Ireland in the Decade of the Great War,1912-1923:Towards Commemoration 3

Session 3: Battlefronts
Chair: Dr Adrian Gregory (Pembroke College, Oxford)

Philip Orr (Independent Historian)
Sacred Grounds: Great War Battlefields and Irish Memory

This talk examined two battle fronts experienced by Irish regiments during the Great War and the ways in which those very different realms of armed conflict have been given significance or else diminished within Irish public remembrance.
There was an account of the experience of the 36th Ulster Division on the Western Front, in particular the encounter of this unit with the enemy at the Battle of the Somme. Then there was an account of the experiences of the 10th Irish Division in the Eastern Mediterranean theatre of war, especially when fighting at Gallipoli. Both units suffered terrible losses and tens of thousands of Irishmen fought in their ranks. Reasons were given why the 36th’s battle-front experiences have become ever more emblematically powerful within Unionist consciousness while the experiences of the 10th Division remained somewhat in the shadows within Irish public memory, both north and south, even in a time of renewed interest in the Great War.

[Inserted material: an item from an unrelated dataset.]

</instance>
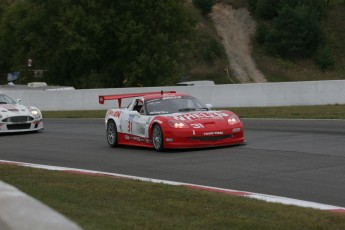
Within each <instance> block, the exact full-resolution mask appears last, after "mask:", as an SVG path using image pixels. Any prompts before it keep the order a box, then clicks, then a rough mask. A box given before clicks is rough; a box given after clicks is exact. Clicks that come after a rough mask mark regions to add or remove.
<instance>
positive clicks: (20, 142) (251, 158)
mask: <svg viewBox="0 0 345 230" xmlns="http://www.w3.org/2000/svg"><path fill="white" fill-rule="evenodd" d="M243 122H244V125H245V137H246V141H247V145H244V146H235V147H226V148H216V149H201V150H177V151H175V150H174V151H167V152H164V153H157V152H155V151H154V150H153V149H142V148H133V147H120V148H114V149H113V148H110V147H109V146H108V144H107V143H106V140H105V128H104V124H103V119H45V130H44V131H43V132H40V133H33V134H11V135H0V144H1V150H0V159H1V160H9V161H19V162H27V163H34V164H44V165H52V166H63V167H72V168H79V169H89V170H96V171H104V172H112V173H119V174H126V175H132V176H140V177H149V178H155V179H162V180H170V181H178V182H185V183H192V184H199V185H207V186H213V187H220V188H227V189H235V190H242V191H248V192H255V193H263V194H269V195H276V196H284V197H289V198H294V199H301V200H306V201H313V202H318V203H323V204H329V205H335V206H340V207H345V195H344V194H345V120H260V119H245V120H244V121H243Z"/></svg>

The commemorative fate of these Great War battlefronts and those who served there were seen as ultimately determined by a range of salient geopolitical factors, both in Ireland and further afield. The talk concluded by arguing that the process of trying to retrieve the story of the 10th Division’s battlefront experiences involved the kind of morally and politically complex negotiations that are needed as we handle the events of the second decade of the 20th century.

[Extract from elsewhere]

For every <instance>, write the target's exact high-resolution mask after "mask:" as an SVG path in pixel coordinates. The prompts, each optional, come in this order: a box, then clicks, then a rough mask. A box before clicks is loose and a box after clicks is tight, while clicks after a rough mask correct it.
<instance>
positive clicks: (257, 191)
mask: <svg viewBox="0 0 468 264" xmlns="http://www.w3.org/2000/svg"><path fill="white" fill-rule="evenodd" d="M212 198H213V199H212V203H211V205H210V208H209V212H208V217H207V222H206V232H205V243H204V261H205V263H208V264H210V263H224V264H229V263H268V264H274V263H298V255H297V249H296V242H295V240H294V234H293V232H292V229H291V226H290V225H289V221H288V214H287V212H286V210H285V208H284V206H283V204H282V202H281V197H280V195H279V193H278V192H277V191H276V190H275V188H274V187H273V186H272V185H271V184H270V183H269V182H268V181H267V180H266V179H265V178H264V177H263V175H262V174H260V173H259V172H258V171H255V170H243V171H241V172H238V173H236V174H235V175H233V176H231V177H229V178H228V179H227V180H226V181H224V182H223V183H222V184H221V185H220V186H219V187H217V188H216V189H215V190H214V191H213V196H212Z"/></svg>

Prof Eunan O’Halpin (Trinity College Dublin)
The Missing Dead of Ireland, 1919-1921

The First World War occasioned concerted and long-sustained efforts by the western belligerents to catalogue and to honour the fallen. There was an explicit compact with the servicemen and their families to identify, to locate and where possible to re-inter and honour those who died in arms. This required a considerable degree of practical cooperation between belligerents even during the war, and in the succeeding years.

The Irish War of Independence presents something of a contrast.

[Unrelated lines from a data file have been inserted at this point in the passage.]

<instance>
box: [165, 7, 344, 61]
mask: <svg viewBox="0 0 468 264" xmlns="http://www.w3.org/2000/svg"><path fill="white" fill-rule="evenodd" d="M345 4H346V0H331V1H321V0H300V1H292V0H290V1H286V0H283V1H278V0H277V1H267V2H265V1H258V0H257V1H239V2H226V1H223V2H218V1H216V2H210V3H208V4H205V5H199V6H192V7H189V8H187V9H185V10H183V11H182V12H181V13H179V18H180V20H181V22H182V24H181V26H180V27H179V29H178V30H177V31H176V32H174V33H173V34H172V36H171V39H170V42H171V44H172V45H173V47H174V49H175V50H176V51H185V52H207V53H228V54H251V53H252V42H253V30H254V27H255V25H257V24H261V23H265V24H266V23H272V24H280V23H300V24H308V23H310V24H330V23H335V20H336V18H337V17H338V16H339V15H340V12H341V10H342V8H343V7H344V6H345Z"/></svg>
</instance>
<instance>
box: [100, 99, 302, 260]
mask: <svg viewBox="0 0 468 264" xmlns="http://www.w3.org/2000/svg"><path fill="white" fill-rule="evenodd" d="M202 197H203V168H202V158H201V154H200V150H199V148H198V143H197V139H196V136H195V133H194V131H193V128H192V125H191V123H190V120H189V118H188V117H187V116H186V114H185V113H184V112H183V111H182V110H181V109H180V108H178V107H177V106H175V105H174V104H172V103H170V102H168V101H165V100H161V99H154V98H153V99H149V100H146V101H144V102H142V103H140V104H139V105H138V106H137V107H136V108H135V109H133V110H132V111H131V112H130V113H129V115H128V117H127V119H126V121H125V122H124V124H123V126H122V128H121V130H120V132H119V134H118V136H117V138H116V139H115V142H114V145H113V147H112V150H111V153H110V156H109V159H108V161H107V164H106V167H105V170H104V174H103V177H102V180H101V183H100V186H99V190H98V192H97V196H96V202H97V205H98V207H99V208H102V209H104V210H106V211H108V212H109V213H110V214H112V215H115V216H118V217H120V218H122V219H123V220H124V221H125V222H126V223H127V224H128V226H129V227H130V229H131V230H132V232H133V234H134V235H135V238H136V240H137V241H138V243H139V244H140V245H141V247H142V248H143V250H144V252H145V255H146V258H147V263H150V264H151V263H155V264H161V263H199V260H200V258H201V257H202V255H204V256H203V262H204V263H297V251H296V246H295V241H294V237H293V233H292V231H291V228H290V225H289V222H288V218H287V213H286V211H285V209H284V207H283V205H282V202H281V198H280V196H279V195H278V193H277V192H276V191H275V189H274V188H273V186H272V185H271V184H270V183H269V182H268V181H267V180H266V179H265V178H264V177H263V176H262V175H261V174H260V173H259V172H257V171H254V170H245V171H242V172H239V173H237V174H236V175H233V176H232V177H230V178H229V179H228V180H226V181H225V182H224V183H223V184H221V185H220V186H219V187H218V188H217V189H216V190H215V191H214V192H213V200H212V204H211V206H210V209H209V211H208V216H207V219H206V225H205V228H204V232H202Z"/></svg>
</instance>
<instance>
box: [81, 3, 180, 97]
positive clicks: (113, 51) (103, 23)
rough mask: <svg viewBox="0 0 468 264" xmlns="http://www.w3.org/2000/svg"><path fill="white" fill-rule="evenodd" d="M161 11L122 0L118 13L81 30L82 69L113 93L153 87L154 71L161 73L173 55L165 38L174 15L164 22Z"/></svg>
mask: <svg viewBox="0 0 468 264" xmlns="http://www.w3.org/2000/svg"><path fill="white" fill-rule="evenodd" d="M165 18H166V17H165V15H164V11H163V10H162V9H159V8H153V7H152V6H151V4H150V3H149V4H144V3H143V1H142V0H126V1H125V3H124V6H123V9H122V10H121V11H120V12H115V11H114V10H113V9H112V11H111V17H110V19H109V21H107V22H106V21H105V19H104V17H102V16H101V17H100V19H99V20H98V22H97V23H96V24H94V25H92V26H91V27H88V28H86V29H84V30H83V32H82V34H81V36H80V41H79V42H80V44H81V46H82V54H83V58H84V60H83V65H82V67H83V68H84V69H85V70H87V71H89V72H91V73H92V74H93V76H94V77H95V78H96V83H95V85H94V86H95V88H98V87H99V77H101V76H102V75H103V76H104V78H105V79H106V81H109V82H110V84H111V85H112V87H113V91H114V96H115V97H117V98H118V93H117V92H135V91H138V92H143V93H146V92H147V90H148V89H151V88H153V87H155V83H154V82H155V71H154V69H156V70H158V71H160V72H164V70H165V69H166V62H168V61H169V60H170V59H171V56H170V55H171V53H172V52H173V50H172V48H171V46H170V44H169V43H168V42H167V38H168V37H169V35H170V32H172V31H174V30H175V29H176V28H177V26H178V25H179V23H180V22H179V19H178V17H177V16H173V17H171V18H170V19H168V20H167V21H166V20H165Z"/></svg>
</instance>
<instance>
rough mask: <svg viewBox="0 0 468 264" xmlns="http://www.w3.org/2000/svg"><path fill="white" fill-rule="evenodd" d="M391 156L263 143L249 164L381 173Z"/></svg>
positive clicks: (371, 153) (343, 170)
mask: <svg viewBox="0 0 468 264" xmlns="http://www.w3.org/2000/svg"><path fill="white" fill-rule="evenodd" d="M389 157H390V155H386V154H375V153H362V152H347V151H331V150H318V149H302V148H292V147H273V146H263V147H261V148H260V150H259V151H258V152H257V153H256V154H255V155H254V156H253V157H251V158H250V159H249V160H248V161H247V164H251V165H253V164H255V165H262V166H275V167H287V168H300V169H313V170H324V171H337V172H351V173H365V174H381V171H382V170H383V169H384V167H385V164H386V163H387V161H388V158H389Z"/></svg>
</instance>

This paper discussed attempts to locate and recover the bodies of persons missing and believed killed during the War of Independence and its immediate aftermath. Because of the nature of the conflict, this was almost entirely a matter of attempts by relatives to determine the fate and/or to locate the remains of policemen, soldiers or civilians believed killed by the IRA – in only a few instances did Crown forces attempt to dispose of or hide the remains of people whom they had killed illegally, and such efforts always proved fruitless.

The paper also discussed a related matter. This is the phenomenon of people who were killed and whose graves were never disclosed. These were most likely British army deserters or suspected spies, of whom various IRA units claimed to have killed a number in 1920-1 and to have disposed of the bodies. The available records indicate that, while at headquarters level there was a willingness to cooperate with requests from the British government and from families for information and assisance, in many instances the local IRA and their supporters were unwilling to say where the remains of their victims lay or even to confirm their deaths.

These matters have a contemporary resonance. As part of the Northern Ireland peace process, the IRA is committed to assisting in the search for seventeen missing individuals whom it killed during the Troubles. Despite years of negotiation and a great many painstaking searches, only nine of these bodies have so far been recovered.